Why “If Mama Ain’t Happy, Nobody’s Happy” is a Bullshit Lie I Live

By Amanda Bruce @RecoveryisCake

IMG_6863There comes a time in you life when you are doing something really mundane, like going on your daily run, when you realize,

Shit.  I’ve been selling out.  I’ve been settling.  I’ve been settling for behavior from others and myself.

And there are layers to these epiphanies.  My first one?  Came when I realized I wanted to recover from my eating disorder.   My second?  When I wanted more from my life than forgetting the night before because of too many rum and cokes.

My 45th came today when I realized I don’t want to yell anymore.  And I don’t want a partner who yells either.

*****

I am a mother.

I am a wife.

I am a co-owner of a business.

I have a shit ton of stress.

Because, as a woman, I’m expected to “do it all”.  So not only do I manage the money, I make the majority of the money upfront, and I also am expected to do all of the housework, manage my child’s appointments, playdates, extracurricular activities AND manage the psychological well-being of my child.

It was very furtive, wasn’t it?  How, in the span of 70 years, men have continued to deftly sidestep responsibility in any way they can.  Shit, I have to chores now? Guess I can still be lazy emotionally.  Sweet.

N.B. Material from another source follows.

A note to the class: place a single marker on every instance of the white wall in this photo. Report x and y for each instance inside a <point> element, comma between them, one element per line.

Before any right-wing idiot or plainly, insecure men jump down my throat, I want you to do something.  Walk up to the woman in your life.  Ask her what she’s worried about.  Chances are, her experience will be more rich than yours. She’ll be worried about being able to schedule their child’s gasto-intestinal appointment in between the clients she sees.  She’ll be thinking about how her husband yelling at their child mimics the traumatic experience she had as a child and how she’s failing.  She’ll be wondering if she can work out while the baby sleeps because somewhere, in the back corners of her mind, a demon tells her to be attractive for her boyfriend.  Now ask yourself if you have those same thoughts.

The pressures are not equal. NOT.  YET.

So when I hear, “If Mama Ain’t Happy, Nobody’s Happy”, I want to scream.

Why?

Seems to be yet another misogynistic turn of phrase, so eloquently masked as feminism.  It’s misogynistic, because it puts all the pressure on the female to chart the course, when males are perfectly capable of doing some of the emotional work. They’re perfectly capable of putting themselves first, taking care of themselves so they don’t take it out on their children.

It’s just that we haven’t EXPECTED them to, since the dawn of time.

And it reinforces that disgusting, martyr-like dynamic in older women that I despise. “Poor me, I’ve put up with so much from your father.”

EXACTLY.  You put up with it. You’ve enabled it.  Women have enabled it.  And that’s our part.  And that can be changed.

*****

Am I a sanctimommy who expects herself or others to never yell?  No.  But let me tell the truth and talk about yelling, because a lot of us have a ton of shame over it.  And it’s important to talk about during this time of year, when kids are going back to school and transitions are driving us parents nuts.

We’ve been yelling too much in my house.  I know my part – part of me has been justifying my and my husband’s trauma histories.  A refined form of “If we were ok, then she’ll be ok.”  “I’m a good parent.” “I’m doing the best I can.”

Maybe I’m fucking not.

Maybe I’ve been enabling years and years of the masculine approach to things.  The masculine approach of anger, of forcefulness, of yelling.

All I know is, This Mama Ain’t Happy.  Period.  And I’ve been justifying stuff I’m not OK with.   That’s my part.

And it’s my husband’s job to work on his.